How do we know as recruiters that we are doing a good job?
The LinkedIn UK Recruiting Trends 2016 report, tells us that quality of hire is the most important performance metric for recruiting teams, according to UK Talent Leaders.
Whilst we agree that quality of hire is a sensible performance metric for recruiters, we were a little surprised to see how it’s being assessed:
54% of talent leaders are measuring quality of hire on retention and turnover statistics
What about employee performance?
We were still a little disappointed to see Hiring Manager satisfaction (43%) and new employee performance appraisal (37%) feature below tenure and turnover. In our view this seems a much more sensible way of determining if a recruiter has been effective – by that we mean they have translated the requirement successfully into a recruitment process that delivers a high-performing candidate that the Hiring Manager is happy with.

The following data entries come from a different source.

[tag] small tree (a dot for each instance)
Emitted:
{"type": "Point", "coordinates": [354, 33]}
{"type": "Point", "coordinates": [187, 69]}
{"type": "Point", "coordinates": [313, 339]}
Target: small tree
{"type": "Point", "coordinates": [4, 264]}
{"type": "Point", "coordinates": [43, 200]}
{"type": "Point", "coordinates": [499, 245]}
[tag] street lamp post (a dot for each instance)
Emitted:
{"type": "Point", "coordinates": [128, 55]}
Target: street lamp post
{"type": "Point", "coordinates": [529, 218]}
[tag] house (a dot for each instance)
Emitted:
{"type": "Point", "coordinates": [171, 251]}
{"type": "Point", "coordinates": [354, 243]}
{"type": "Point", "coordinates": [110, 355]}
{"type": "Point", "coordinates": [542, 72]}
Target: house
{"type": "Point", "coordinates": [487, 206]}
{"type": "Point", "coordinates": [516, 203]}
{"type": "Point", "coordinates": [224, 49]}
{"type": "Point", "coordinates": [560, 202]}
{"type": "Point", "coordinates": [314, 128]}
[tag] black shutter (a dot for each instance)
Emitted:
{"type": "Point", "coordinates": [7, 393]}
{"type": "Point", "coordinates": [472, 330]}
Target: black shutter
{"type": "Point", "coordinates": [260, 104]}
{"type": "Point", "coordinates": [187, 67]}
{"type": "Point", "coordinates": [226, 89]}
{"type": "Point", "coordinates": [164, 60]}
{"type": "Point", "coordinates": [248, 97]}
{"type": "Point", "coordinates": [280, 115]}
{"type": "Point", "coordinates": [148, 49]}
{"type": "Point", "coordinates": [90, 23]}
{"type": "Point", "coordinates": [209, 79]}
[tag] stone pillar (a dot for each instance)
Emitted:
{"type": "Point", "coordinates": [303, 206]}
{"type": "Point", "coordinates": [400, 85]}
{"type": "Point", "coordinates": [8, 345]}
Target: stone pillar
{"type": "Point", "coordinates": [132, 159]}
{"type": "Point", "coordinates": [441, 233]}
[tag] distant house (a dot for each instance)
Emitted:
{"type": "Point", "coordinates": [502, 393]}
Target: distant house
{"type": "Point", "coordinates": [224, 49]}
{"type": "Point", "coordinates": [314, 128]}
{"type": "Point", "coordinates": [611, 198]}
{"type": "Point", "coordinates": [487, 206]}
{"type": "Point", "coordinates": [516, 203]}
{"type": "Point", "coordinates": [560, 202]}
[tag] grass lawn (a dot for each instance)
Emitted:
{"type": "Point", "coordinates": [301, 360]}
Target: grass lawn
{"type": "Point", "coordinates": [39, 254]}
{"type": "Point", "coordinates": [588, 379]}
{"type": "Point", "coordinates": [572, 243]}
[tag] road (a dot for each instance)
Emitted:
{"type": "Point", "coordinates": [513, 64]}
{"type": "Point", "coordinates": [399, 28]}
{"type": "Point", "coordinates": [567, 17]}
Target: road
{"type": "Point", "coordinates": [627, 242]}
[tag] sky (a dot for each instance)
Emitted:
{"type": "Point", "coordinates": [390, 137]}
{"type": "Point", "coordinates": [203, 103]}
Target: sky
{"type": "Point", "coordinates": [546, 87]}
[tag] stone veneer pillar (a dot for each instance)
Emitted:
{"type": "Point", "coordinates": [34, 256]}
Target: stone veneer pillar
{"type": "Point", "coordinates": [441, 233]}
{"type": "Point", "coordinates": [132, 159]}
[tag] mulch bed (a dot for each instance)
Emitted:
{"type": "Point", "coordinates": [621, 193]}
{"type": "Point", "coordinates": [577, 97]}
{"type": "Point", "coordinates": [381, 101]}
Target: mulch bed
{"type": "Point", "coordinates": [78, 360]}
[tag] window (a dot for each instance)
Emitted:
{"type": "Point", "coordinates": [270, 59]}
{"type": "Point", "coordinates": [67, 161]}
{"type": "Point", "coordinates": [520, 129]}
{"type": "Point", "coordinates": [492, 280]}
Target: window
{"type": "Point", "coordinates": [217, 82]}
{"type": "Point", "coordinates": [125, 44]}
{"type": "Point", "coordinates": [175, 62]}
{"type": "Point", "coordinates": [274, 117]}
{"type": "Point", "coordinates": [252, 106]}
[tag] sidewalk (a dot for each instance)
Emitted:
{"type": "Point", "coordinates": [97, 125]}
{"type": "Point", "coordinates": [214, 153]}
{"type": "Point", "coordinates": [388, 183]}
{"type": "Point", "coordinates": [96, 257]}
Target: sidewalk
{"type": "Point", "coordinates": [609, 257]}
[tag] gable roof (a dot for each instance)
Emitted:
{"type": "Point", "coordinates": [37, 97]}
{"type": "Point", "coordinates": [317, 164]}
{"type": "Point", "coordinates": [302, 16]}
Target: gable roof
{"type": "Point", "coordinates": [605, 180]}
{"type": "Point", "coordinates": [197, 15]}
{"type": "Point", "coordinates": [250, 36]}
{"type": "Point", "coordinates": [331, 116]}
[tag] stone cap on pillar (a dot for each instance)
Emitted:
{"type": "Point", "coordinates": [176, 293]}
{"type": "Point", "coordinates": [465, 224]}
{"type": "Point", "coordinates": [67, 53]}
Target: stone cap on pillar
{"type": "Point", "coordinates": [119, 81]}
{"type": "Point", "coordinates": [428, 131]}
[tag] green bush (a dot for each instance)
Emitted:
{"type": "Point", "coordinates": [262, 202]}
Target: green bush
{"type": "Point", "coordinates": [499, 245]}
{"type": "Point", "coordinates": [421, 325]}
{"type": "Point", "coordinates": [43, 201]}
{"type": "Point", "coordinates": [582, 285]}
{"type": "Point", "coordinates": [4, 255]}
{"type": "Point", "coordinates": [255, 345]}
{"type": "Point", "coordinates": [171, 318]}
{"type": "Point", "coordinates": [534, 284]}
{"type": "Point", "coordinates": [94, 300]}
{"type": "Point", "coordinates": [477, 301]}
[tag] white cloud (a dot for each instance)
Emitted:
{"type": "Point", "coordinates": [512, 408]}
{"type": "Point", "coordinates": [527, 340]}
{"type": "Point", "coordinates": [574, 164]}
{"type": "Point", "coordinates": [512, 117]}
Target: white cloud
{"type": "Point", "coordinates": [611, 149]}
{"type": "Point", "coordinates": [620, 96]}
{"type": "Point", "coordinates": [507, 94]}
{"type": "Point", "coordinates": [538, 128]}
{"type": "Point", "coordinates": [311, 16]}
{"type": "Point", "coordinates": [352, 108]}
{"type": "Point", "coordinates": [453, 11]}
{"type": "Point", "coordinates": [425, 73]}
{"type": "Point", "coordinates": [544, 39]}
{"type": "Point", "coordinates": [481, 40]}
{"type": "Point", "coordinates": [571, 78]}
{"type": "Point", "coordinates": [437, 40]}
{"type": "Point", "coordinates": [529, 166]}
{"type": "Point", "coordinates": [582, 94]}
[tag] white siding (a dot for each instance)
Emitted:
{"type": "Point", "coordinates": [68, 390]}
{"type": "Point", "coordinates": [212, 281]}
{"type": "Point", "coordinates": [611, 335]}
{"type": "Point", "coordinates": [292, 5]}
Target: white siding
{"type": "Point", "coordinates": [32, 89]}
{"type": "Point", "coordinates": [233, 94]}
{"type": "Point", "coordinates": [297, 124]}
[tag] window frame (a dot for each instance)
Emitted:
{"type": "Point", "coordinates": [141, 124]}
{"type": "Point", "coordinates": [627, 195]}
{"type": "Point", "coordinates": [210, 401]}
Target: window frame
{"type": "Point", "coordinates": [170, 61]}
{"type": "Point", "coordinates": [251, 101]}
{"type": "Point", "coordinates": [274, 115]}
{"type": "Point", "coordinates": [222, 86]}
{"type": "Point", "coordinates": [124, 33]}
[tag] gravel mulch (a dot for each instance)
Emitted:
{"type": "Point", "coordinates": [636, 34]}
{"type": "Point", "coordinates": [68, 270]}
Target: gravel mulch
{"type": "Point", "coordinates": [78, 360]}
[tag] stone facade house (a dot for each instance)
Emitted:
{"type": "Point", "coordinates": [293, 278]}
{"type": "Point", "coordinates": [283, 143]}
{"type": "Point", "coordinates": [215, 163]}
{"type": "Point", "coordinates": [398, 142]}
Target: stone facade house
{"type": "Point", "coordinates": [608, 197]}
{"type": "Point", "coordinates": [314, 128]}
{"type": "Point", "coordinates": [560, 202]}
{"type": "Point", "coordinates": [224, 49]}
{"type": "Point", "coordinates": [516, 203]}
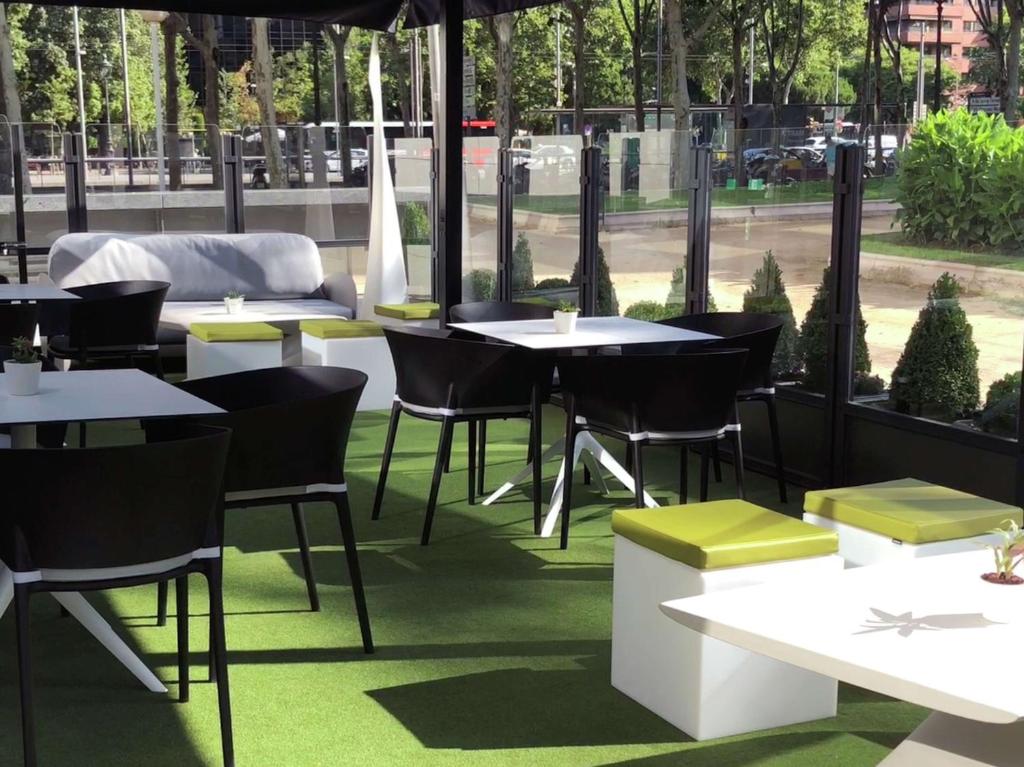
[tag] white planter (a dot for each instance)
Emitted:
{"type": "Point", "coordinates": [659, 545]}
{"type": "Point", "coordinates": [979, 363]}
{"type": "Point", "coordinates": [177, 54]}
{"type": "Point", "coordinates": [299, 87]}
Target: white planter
{"type": "Point", "coordinates": [23, 378]}
{"type": "Point", "coordinates": [565, 321]}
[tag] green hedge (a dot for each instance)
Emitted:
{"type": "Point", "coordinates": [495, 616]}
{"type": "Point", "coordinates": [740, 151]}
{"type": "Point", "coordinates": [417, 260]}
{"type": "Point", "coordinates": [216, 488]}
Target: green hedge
{"type": "Point", "coordinates": [960, 181]}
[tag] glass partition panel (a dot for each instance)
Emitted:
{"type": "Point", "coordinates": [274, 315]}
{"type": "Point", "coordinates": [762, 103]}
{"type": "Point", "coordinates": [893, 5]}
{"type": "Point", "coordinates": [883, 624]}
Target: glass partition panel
{"type": "Point", "coordinates": [546, 217]}
{"type": "Point", "coordinates": [941, 295]}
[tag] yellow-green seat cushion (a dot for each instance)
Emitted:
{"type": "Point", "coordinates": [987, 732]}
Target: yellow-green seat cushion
{"type": "Point", "coordinates": [328, 329]}
{"type": "Point", "coordinates": [425, 310]}
{"type": "Point", "coordinates": [910, 510]}
{"type": "Point", "coordinates": [226, 332]}
{"type": "Point", "coordinates": [723, 534]}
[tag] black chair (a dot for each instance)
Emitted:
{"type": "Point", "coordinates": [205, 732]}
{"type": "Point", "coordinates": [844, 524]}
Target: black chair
{"type": "Point", "coordinates": [759, 335]}
{"type": "Point", "coordinates": [652, 399]}
{"type": "Point", "coordinates": [453, 380]}
{"type": "Point", "coordinates": [290, 430]}
{"type": "Point", "coordinates": [493, 311]}
{"type": "Point", "coordinates": [118, 517]}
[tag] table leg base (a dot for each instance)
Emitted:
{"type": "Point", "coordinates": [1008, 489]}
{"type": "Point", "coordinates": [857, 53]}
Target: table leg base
{"type": "Point", "coordinates": [945, 740]}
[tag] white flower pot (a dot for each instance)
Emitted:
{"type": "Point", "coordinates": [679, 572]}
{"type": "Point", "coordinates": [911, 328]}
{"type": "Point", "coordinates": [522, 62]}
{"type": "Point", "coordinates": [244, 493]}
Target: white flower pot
{"type": "Point", "coordinates": [565, 322]}
{"type": "Point", "coordinates": [23, 378]}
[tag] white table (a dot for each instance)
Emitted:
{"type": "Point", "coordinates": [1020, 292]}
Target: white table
{"type": "Point", "coordinates": [927, 631]}
{"type": "Point", "coordinates": [594, 332]}
{"type": "Point", "coordinates": [93, 395]}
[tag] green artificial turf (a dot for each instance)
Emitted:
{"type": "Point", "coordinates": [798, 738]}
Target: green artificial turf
{"type": "Point", "coordinates": [493, 645]}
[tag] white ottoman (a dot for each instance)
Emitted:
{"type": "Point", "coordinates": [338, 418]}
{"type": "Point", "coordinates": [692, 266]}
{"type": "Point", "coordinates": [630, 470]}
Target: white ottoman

Good recruiters will ensure candidates expectations of the role and future development are clear from the outset, but how long they stay in the business is often determined well after the recruitment process has concluded. There are so many factors that impact an employee’s decision to stay with an organisation, that sometimes even the most stringent and engaging recruitment processes in the world can’t overcome someone’s decision to leave.
PhD study of recruitment
We are looking forward to the results of a PhD being conducted currently into quality of recruitment within social care. The study aims to pin-point the key traits of prospective employees, highlight the best recruitment and assessment strategies and then ultimately provide a robust way of ensuring that employees are being effective. This will no doubt include both performance appraisal and Hiring Manager satisfaction.
How do you measure quality of hire? How able are you to get retention and turnover statistics? Does your organisation link appraisal and manager satisfaction back to the recruitment process?